Reply to post: Re: Cloud based services

GitHub.com freezes up as techies race to fix dead data storage gear

ibmalone

Re: Cloud based services

The problem is that although git can do all that -- you can ship updates by email I'm pretty sure (and not just the git format-patch thing but commits), so the connectivity requirements are tiny in theory -- people (a) really, really want the issue-tracking stuff (b) in practice treat git just the same way they treated subversion and CVS, with a central system which runs everything, and (c) want it to be free. And that central system, for many people, is GitHub, so when it goes away the same doom befalls them that befell them when google code went away and when sourceforge went away before that (I know it, sort of, came back). And there's almost no collective memory -- anything that happened more than a year or so ago is forgotten -- and so the wheel of reinvention turns forever.

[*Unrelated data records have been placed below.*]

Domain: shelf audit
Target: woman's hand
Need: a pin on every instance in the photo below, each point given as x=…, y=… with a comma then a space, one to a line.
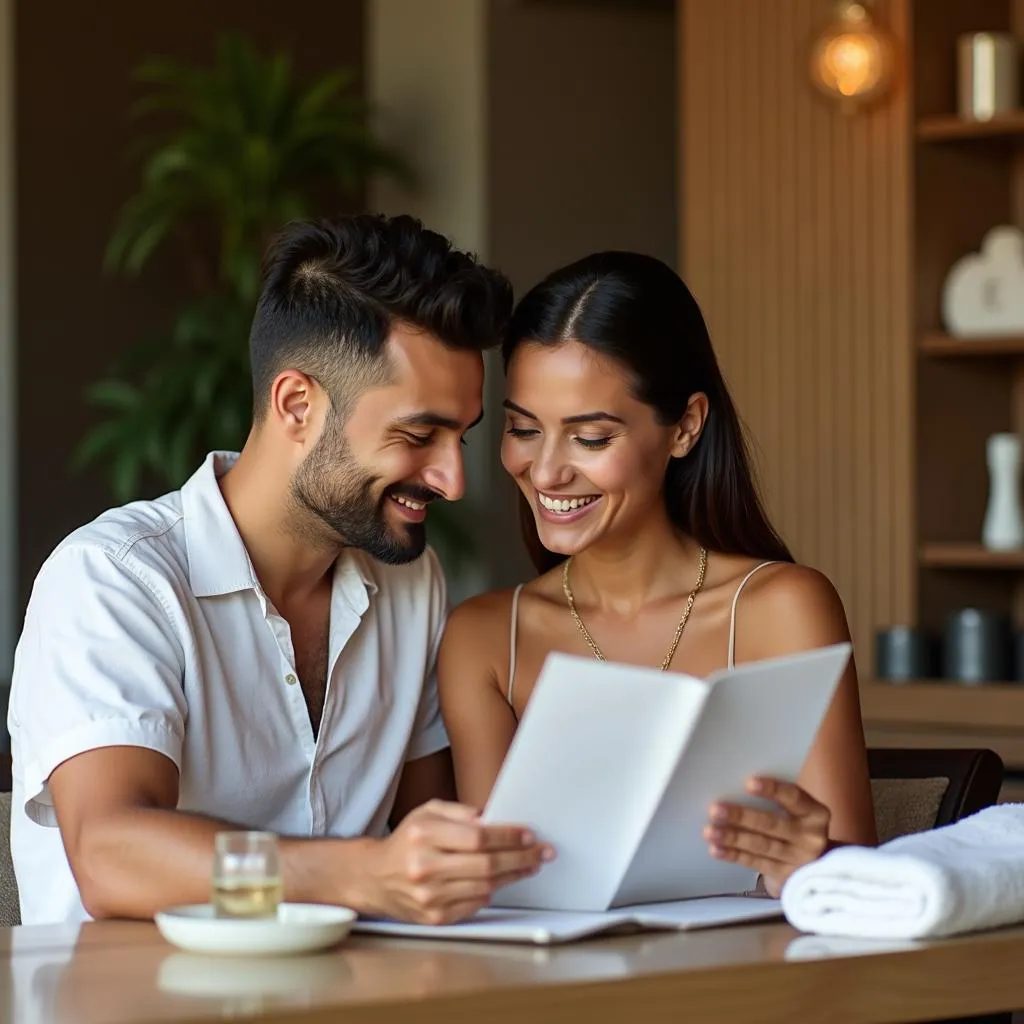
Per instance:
x=774, y=843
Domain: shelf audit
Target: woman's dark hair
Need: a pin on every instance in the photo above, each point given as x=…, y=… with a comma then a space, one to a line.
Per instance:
x=636, y=310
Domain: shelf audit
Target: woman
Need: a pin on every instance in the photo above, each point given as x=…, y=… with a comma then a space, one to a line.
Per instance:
x=643, y=518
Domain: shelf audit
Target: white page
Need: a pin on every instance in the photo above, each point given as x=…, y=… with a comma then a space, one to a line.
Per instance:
x=491, y=925
x=547, y=927
x=712, y=911
x=588, y=765
x=760, y=719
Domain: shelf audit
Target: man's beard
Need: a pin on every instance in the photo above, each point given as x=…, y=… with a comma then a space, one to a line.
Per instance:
x=332, y=485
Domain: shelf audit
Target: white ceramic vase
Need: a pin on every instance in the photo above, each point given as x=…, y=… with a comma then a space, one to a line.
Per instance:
x=1004, y=525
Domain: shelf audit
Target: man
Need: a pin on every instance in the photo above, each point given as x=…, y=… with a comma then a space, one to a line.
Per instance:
x=257, y=649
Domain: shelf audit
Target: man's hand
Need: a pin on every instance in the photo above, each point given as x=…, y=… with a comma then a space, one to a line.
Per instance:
x=442, y=864
x=773, y=843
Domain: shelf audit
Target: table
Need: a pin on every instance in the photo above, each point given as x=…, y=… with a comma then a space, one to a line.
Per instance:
x=124, y=973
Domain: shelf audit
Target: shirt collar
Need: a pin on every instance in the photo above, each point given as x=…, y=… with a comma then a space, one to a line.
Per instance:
x=218, y=562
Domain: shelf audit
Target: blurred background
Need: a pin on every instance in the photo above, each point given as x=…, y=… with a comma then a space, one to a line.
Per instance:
x=840, y=183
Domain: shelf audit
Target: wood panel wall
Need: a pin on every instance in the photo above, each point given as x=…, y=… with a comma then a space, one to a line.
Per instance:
x=794, y=236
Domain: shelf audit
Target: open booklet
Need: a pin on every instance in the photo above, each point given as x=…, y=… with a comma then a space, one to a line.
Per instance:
x=550, y=927
x=616, y=766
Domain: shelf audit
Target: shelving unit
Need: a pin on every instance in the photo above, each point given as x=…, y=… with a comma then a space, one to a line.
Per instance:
x=940, y=345
x=950, y=128
x=967, y=177
x=969, y=556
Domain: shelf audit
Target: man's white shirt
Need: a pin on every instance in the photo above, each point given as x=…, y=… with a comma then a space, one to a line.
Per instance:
x=147, y=628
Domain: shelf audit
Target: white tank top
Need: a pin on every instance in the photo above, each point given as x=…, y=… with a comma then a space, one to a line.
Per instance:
x=730, y=660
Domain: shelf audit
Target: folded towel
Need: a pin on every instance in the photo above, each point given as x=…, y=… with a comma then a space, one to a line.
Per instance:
x=964, y=878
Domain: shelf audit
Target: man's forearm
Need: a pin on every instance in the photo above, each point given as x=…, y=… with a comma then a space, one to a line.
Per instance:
x=141, y=860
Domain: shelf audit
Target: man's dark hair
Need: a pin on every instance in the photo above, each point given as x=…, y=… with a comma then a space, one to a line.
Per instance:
x=333, y=290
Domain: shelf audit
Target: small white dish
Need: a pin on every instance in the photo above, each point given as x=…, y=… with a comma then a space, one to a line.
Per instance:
x=299, y=928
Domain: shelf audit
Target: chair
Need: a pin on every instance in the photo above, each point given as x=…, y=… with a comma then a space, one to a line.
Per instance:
x=10, y=912
x=916, y=790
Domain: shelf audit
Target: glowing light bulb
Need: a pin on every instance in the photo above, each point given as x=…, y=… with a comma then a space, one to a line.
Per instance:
x=852, y=59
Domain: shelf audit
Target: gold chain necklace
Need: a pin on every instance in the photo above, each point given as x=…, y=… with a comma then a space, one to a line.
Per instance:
x=679, y=629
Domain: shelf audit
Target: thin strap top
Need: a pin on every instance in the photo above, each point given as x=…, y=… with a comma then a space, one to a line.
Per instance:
x=515, y=619
x=732, y=616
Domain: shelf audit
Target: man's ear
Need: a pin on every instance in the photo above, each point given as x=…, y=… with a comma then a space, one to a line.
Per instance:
x=293, y=399
x=690, y=425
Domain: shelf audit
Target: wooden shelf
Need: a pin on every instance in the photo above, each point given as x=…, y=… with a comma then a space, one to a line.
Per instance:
x=949, y=127
x=969, y=556
x=944, y=706
x=938, y=344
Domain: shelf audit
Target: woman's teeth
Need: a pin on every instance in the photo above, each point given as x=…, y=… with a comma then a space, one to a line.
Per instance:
x=564, y=504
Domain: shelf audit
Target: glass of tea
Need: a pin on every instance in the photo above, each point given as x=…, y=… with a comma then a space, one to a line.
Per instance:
x=246, y=875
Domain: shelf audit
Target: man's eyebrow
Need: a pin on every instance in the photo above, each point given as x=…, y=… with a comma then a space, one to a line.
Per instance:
x=595, y=417
x=427, y=419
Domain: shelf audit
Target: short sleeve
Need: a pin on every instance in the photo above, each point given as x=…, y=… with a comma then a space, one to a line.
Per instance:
x=429, y=734
x=98, y=664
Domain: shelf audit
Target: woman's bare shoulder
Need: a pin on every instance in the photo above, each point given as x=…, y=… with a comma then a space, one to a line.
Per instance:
x=788, y=607
x=481, y=612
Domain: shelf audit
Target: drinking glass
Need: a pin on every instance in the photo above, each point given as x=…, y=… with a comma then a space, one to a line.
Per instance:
x=246, y=875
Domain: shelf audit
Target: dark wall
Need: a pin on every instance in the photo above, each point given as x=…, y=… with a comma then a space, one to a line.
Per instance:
x=73, y=94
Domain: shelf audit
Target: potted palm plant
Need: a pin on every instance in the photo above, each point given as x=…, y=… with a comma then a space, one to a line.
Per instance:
x=242, y=147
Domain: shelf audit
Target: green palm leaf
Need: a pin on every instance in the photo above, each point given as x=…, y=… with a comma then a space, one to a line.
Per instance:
x=226, y=155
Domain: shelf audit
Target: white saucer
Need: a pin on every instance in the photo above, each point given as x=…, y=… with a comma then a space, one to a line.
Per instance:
x=298, y=928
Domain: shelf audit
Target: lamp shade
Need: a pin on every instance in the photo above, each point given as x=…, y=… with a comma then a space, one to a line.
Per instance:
x=852, y=58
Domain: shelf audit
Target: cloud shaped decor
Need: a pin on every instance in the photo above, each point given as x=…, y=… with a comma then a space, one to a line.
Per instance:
x=983, y=294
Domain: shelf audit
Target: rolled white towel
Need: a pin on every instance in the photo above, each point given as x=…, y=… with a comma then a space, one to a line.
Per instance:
x=964, y=878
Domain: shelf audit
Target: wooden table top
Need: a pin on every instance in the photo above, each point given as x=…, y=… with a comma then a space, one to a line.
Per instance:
x=124, y=973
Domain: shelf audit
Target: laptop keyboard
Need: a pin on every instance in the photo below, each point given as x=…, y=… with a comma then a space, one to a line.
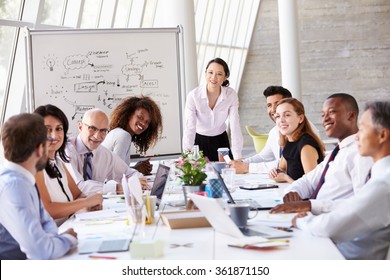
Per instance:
x=253, y=204
x=248, y=232
x=114, y=245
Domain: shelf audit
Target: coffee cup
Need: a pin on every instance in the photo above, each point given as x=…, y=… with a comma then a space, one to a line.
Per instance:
x=221, y=153
x=151, y=207
x=239, y=214
x=219, y=166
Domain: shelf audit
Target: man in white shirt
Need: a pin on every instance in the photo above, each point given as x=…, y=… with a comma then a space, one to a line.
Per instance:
x=360, y=226
x=269, y=156
x=345, y=175
x=104, y=164
x=26, y=229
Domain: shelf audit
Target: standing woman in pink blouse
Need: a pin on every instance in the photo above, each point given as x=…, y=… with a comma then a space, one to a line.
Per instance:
x=209, y=109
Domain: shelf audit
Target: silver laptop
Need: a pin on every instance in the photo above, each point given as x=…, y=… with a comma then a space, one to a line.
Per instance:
x=222, y=223
x=160, y=181
x=253, y=203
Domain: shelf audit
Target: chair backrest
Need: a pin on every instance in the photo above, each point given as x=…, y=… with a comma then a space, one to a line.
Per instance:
x=259, y=140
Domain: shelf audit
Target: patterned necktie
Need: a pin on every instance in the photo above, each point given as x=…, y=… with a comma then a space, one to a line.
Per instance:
x=368, y=176
x=59, y=177
x=322, y=179
x=87, y=166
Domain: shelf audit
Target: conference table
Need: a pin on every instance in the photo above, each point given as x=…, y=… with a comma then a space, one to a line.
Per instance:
x=195, y=243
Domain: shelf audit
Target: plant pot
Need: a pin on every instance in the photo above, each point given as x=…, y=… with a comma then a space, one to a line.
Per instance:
x=192, y=189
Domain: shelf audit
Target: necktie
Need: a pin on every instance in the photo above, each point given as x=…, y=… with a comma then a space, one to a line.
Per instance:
x=322, y=179
x=59, y=176
x=368, y=176
x=87, y=166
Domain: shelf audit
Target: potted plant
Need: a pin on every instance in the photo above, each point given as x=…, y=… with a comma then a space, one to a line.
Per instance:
x=192, y=165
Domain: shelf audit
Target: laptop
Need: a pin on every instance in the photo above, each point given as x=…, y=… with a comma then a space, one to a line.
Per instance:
x=222, y=223
x=254, y=204
x=160, y=181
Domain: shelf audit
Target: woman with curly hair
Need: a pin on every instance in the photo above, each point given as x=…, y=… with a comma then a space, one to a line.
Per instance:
x=303, y=150
x=137, y=120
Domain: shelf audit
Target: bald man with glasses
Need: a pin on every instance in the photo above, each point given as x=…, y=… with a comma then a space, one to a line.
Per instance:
x=91, y=164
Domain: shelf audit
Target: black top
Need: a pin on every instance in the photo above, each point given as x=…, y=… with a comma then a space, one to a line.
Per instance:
x=292, y=154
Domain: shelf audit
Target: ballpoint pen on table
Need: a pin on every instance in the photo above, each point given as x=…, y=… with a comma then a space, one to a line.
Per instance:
x=102, y=257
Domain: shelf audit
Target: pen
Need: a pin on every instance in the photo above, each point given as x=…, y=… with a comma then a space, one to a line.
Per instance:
x=98, y=223
x=284, y=229
x=102, y=257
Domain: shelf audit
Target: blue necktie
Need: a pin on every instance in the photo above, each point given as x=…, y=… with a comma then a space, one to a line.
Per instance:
x=87, y=166
x=322, y=179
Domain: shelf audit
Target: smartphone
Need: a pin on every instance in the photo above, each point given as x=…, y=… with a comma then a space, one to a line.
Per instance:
x=260, y=187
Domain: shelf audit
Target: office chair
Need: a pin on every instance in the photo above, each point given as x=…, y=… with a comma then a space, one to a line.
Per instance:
x=259, y=140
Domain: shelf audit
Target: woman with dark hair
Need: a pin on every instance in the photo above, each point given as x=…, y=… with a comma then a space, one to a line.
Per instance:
x=302, y=149
x=59, y=192
x=208, y=110
x=135, y=120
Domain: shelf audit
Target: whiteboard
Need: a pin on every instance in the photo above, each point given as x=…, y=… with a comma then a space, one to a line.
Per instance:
x=77, y=70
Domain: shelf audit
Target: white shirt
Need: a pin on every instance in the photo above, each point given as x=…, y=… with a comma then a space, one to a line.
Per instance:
x=199, y=118
x=23, y=220
x=360, y=226
x=270, y=155
x=345, y=176
x=105, y=166
x=118, y=141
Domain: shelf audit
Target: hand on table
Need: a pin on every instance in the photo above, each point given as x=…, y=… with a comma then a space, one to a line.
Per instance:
x=291, y=197
x=241, y=167
x=144, y=166
x=292, y=207
x=299, y=215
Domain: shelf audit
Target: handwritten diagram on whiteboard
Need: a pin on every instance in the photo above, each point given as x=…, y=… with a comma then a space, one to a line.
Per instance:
x=77, y=70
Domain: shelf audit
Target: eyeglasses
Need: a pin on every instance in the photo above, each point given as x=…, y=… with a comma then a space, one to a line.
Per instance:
x=93, y=129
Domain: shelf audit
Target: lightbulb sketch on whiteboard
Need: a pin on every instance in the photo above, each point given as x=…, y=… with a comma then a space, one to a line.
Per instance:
x=50, y=61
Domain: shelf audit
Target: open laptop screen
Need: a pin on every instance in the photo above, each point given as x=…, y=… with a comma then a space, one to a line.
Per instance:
x=225, y=188
x=160, y=181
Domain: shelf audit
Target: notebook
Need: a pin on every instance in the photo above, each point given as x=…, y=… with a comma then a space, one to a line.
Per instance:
x=222, y=223
x=104, y=246
x=254, y=204
x=160, y=181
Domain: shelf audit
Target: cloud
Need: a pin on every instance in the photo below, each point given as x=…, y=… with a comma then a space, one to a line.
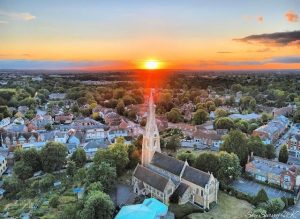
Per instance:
x=273, y=39
x=280, y=59
x=260, y=19
x=224, y=52
x=291, y=16
x=25, y=16
x=53, y=65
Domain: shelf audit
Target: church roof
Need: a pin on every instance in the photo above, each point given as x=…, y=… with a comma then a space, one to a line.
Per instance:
x=151, y=178
x=180, y=190
x=195, y=176
x=167, y=163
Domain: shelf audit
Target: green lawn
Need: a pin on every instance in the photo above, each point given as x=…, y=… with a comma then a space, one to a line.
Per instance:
x=227, y=207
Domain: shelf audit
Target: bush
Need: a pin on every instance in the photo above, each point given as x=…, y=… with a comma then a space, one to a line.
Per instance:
x=54, y=201
x=261, y=196
x=274, y=206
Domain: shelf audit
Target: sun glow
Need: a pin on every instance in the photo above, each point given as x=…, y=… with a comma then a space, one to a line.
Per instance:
x=151, y=64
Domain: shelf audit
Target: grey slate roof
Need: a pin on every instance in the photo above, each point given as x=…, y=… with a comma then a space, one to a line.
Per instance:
x=195, y=176
x=151, y=178
x=180, y=190
x=167, y=163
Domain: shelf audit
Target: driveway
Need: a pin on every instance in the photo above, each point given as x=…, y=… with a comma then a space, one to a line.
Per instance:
x=252, y=188
x=123, y=194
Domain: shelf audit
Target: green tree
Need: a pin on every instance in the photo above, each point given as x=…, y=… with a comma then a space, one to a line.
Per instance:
x=54, y=201
x=49, y=127
x=173, y=143
x=120, y=107
x=53, y=156
x=104, y=173
x=200, y=117
x=274, y=206
x=32, y=158
x=174, y=115
x=261, y=196
x=22, y=170
x=296, y=116
x=207, y=162
x=236, y=142
x=270, y=151
x=224, y=123
x=187, y=156
x=116, y=155
x=71, y=168
x=12, y=185
x=283, y=154
x=79, y=157
x=98, y=205
x=229, y=167
x=264, y=118
x=256, y=146
x=221, y=112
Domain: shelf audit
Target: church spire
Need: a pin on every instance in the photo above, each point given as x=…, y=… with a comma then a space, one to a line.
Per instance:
x=151, y=142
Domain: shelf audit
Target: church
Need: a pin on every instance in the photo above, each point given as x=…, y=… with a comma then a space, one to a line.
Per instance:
x=161, y=176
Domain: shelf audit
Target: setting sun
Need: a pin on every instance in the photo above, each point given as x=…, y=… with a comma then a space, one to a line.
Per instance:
x=151, y=64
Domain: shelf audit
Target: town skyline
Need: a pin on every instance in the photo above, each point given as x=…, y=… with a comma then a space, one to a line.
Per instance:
x=194, y=35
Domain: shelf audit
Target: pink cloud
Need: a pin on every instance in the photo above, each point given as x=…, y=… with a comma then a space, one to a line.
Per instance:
x=291, y=16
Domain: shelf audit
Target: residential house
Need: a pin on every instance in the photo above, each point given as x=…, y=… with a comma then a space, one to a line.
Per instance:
x=273, y=172
x=294, y=145
x=63, y=119
x=57, y=96
x=3, y=165
x=246, y=117
x=203, y=138
x=161, y=176
x=40, y=121
x=151, y=208
x=273, y=130
x=283, y=111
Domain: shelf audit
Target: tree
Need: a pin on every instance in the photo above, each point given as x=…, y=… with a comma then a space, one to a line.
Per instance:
x=261, y=196
x=224, y=123
x=71, y=168
x=207, y=162
x=12, y=185
x=256, y=146
x=120, y=107
x=54, y=201
x=116, y=155
x=174, y=115
x=49, y=127
x=79, y=157
x=173, y=143
x=53, y=156
x=22, y=170
x=264, y=118
x=221, y=112
x=104, y=173
x=236, y=142
x=98, y=205
x=32, y=158
x=270, y=151
x=274, y=206
x=229, y=167
x=133, y=156
x=283, y=154
x=296, y=116
x=187, y=156
x=242, y=125
x=200, y=117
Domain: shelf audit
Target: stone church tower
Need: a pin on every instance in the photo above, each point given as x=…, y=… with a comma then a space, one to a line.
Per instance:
x=151, y=142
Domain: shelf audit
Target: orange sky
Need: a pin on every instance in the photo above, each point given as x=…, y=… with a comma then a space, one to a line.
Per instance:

Don't entirely agree here. Even with a master repo (which you may put on github or not, as you wish), git still behaves fundamentally differently to both CVS and Subversion in a number of ways.

CVS is the most obvious, there is little concept of repository-level state unless you tag or branch. So a changeset will involve different revision changes for different files. History is completely in your repository, so lose it and all you have is a copy of the code, lose connection to it and you can't commit or checkout different versions.

SVN is a bit better, with the concept of a revision for the state of the code. However branching is mixed up with the directory structure of your repository. I haven't used SVN for ages, but the merge tracking feature wasn't introduced till 2008, I guess inspired by git. Again, history on repo only.

Git, locally stored history, even if you don't use it. Branching and merging on a graph based model, tools that let you diff freely across branches, commits and history. Using it with a central or master repository model doesn't actually detract from this. You can still commit, branch, checkout with no connection. Lose the remote and you still have all history and can make a new master. A central repo becomes a useful point of coordination, but it's no longer an Achille's heel. Lose it and you lose the extra nice stuff that's tied to the web-service, but not the actual commit information you would for subversion or CVS.